Saturday, October 22, 2016

BPA (Bisphenol A) and Hummingbirds


Note: This program first aired on October 22, 2016.

Earlier this fall, a listener contacted me suggesting a topic for the show. He had just replaced his glass hummingbird feeder with a polycarbonate plastic one, in a successful attempt to thwart the yellow jackets that were frequenting the feeder. He wondered though, about the possible contaminants, especially BPA, that the birds might be exposed to. Anticipating the arrival of the ruby throated humming birds in the spring and watching them feed in our yards all summer long rank high among summer pleasures for many Mainers. But with growing awareness that problematic plastic additives show up anywhere, and everywhere, it has been only a matter of time until some one put two and two together and asked this question.

Plastics are polymers, chains of individual units (monomers) strung together chemically. Most plastics are a mix of different kinds of hydrocarbons, with various additives to give them specific physical attributes. These additives have various levels of fidelity to the plastic they are part of, and some readily leach out of the plastic into the environment. Awareness has grown in the past 10 years of this potential problem with the consumer goods and food packaging we contact on a daily basis. 

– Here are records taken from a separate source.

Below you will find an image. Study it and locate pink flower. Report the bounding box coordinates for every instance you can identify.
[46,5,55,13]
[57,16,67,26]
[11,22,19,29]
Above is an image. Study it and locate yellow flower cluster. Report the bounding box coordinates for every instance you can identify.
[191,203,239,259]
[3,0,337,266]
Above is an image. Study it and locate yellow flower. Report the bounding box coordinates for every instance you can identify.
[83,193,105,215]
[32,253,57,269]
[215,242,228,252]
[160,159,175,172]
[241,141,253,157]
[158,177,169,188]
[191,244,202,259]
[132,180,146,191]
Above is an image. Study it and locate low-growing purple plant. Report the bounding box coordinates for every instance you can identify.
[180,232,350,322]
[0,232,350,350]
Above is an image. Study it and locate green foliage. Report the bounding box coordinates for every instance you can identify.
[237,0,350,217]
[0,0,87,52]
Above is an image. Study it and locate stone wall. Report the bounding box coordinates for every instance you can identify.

Some chemical additives may be inert, other are quite biologically active and that is the crux of the problem. Bisphenol A, or BPA, the additive my listener asked about, is used in polycarbonate plastic, the kind that lexan water bottles, protective eye wear and DVDs are made of. It has proven itself to be, as many plastic additives are, a potent estrogen mimic, meaning, it binds to the same receptive sites in cells that naturally occurring endogenous estrogen does.

Estrogen is the female sex hormone in all vertebrates, from fish to mammals. It plays the same role throughout the vertebrate group, in carefully timed pulses it guides the development of the reproductive system. The biological or anatomical sex of an individual is the result of the relative balance of estrogen and male sex hormones like testosterone, and the timing of the exposure of cells to these hormones. Through the study of developmental biology, we’ve learned that the critical period for this exposure is very early in embryonic development.

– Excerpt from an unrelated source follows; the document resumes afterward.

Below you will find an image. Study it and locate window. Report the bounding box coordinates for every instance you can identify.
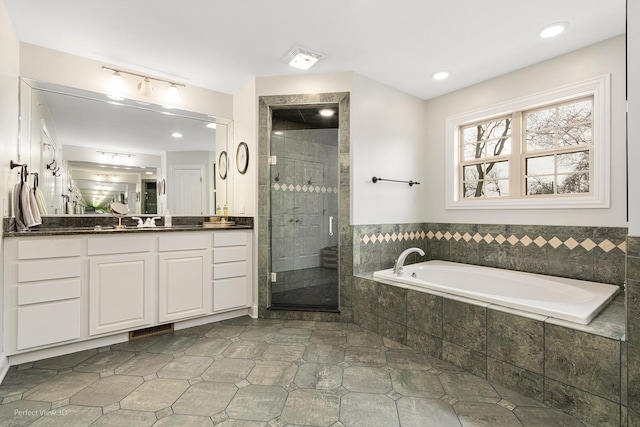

Having an environmental estrogen out there can mess up this system, throwing off the balance of hormones, and the timing of exposure. And that is where most of the permanent impact of chemicals like BPA lies, by mimicking estrogen and flooding estrogen receptors in the cells of vertebrate embryos BPA can interfere with the normal development of the reproductive system of exposed organisms, be they fat head minnows, Japanese quail, or human beings.

Most of the research on the impacts BPA on wildlife has been on freshwater aquatic vertebrates, as it is easy for BPA to get into surface water through municipal water treatment facilities and industrial run off. The research on birds is much more limited, but that which is out there points to embryonic exposure leading to persistent malformations of oviducts and the shell gland (leading to thin and weak shells) in female birds, and changes to brain development in male birds leading to reduced copulatory behavior. These are problems, that, while initiated when the birds were embryos, don’t show up until they reach sexual maturity.

All of this bird research has been on model organisms like Japanese quail or domestic chickens, using exposure vectors like injecting BPA directly into eggs, or dipping eggs in an aqueous solution containing BPA. No one has looked at BPA’s effect on wild birds like humming birds, exposed through the parent’s ingestion of BPA laden sugar water from your new plastic hummingbird feeder. All we can say is that there is a demonstrated estrogenic effect in some birds in experimental conditions, but that the impacts on wild populations with more natural exposure are unknown.  If there were negative effects to hummingbirds, I would expect them to be reproductive.

And before you all start writing me telling me that you can get BPA free polycarbonate and other plastics, yes, you can. It turns out that many of the chemicals used to replace BPA are simply other bisphenol chemicals, or are less well studied, and when they are investigated, turn out to have similar biological actions. So just because it says BPA free, doesn’t mean it is necessarily great.

If you are worried about the reproductive health of the hummingbirds who visit your yard, you may want to continue your search for the perfect glass feeder, or better yet, cultivate the original hummingbird feeder, a yard full of flowers.